He said ownership limits should, if anything, be increased so that no company has that much power over what programming people can see.

Underscoring their point, advocates say that while the number of national television channels has increased greatly, ownership of those outlets has not.
....

Proponents of media deregulation say this sort of analysis ignores economics. Good media executives, they say, know that people will pay well over $50 per month for 200 channels only if they are offered a compelling array of choices.

"Common ownership can lead to more diversity," Mr. Powell said. "What does the owner get for having duplicative products? I don't know why you'd want to have two newspapers that say the same thing. I would say, `Let's make one Democratic, let's make one Republican."'

And, he said, large corporations are often better positioned to start and sustain various media outlets than are smaller companies.

For instance, regulators allowed the News Corporation, headed by Rupert Murdoch, to buy The New York Post in 1993, despite its ownership of New York's Channel 5, because the newspaper, owned by the developer Peter Kalikow, was only a breath away from death.
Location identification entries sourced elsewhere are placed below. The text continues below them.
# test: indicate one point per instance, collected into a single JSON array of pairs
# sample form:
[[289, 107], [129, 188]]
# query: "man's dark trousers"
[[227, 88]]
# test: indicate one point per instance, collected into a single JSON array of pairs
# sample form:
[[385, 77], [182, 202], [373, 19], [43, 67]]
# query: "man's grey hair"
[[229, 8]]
That saved a local voice in New York that would have been lost.

And consumer demand has, in fact, pushed cable companies to start their own local news and public affairs channels, adding to diversity. ...
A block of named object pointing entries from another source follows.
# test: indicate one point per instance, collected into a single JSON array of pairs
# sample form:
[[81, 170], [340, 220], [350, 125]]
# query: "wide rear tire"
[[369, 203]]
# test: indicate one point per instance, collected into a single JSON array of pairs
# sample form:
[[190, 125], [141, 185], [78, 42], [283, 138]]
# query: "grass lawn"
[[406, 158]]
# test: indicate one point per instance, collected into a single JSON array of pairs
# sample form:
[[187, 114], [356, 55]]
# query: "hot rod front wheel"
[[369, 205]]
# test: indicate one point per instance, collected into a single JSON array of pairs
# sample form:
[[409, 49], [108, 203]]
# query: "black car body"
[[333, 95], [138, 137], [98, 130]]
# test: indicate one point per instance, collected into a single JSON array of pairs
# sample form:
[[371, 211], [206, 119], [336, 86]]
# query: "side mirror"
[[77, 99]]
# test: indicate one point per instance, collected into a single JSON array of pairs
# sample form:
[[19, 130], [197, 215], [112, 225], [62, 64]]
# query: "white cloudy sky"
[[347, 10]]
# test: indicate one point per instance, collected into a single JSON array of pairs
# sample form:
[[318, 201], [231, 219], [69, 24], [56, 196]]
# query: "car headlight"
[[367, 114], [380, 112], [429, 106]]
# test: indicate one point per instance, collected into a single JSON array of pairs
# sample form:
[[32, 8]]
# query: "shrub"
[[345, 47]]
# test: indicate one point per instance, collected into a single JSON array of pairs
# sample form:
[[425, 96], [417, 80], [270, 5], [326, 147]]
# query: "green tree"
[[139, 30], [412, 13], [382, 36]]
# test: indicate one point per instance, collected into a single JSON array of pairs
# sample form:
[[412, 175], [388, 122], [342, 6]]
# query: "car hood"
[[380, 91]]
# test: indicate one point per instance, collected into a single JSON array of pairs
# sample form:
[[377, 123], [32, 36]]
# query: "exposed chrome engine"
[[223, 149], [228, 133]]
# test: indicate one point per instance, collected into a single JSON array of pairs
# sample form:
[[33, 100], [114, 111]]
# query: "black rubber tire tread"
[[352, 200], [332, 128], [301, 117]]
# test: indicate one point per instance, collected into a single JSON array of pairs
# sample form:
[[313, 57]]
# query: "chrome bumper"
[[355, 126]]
EchoStar, meanwhile, has found that there is money in offering immigrant communities programming from their home countries with Russian-, Arab-, Chinese-, South Asian- and Greek-language packages.

Public interest advocates said all this misses the most important points. They question how many people really use the Internet as a major news source.
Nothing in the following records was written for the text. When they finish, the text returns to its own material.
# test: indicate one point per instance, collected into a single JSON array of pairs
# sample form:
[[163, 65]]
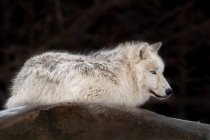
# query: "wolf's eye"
[[153, 72]]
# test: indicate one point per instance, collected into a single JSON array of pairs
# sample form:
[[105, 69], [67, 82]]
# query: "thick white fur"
[[121, 76]]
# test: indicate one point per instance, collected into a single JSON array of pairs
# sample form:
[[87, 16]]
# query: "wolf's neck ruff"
[[126, 75]]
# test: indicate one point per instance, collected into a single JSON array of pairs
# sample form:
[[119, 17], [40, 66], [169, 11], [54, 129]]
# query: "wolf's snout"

According to an F.C.C.-commissioned study, the average television viewer watches more than 2.5 hours of news a week. Mark Cooper, director of research for the Consumer Federation of America, says studies show that people use the Internet for news about one-fifth as much.
...

Still, Mr. Kimmelman said, "This is not to say something horrible happens day in and day out. If it even happens once it wasn't worth the risk of distorting democracy by letting somebody own too much of the media."
...

But, he said, "I don't know that if because you can articulate the anxiety it is a compelling case for having massive structural regulation of the industry."


Of course, there must be some terrible mistake here. Nobody is really disagreeing with the substance of what Professor Krugman is saying, are they Professor DeLong?